The Golden Ticket

Diffusion-based robot policies generate actions by denoising a random Gaussian sample. At inference time, a fresh noise vector is drawn, and the learned denoising network transforms it into a motor command. The randomness is considered essential — it provides the diversity that makes generative models generative.

Patil, Biza, and colleagues (arXiv:2603.15757) freeze the noise to a single vector and find that performance improves. On 38 of 43 manipulation tasks, a fixed “golden ticket” noise vector outperforms random sampling, with success rate gains up to 60%. No retraining. The policy weights are untouched. The only change is replacing stochastic noise with a constant.

The mechanism: the learned denoising trajectory is the policy’s actual competence. The noise was supposed to provide useful variety, but it mostly introduced failure modes — suboptimal regions of the noise space that map to poor actions through the denoising network. Collapsing the noise distribution to a single well-chosen point eliminates these failure modes while preserving the denoising network’s ability to generate high-quality actions.

Different golden tickets are optimal for different tasks, and multi-task deployment creates a Pareto frontier: you can trade off performance between tasks by selecting different frozen vectors. The noise space, which was treated as undifferentiated randomness, turns out to be a structured landscape where some points are universally good and others are task-specifically optimal.
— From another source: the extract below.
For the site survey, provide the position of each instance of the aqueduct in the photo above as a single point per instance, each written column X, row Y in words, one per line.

The deeper implication: in generative models applied to control, the stochasticity that defines the model class may be counterproductive. The model learned to denoise from noise, but the best denoising happens from a specific noise, not from arbitrary noise. The randomness was never the engine of capability — it was a search strategy that included bad starting points. A single good starting point beats a distribution of mixed ones.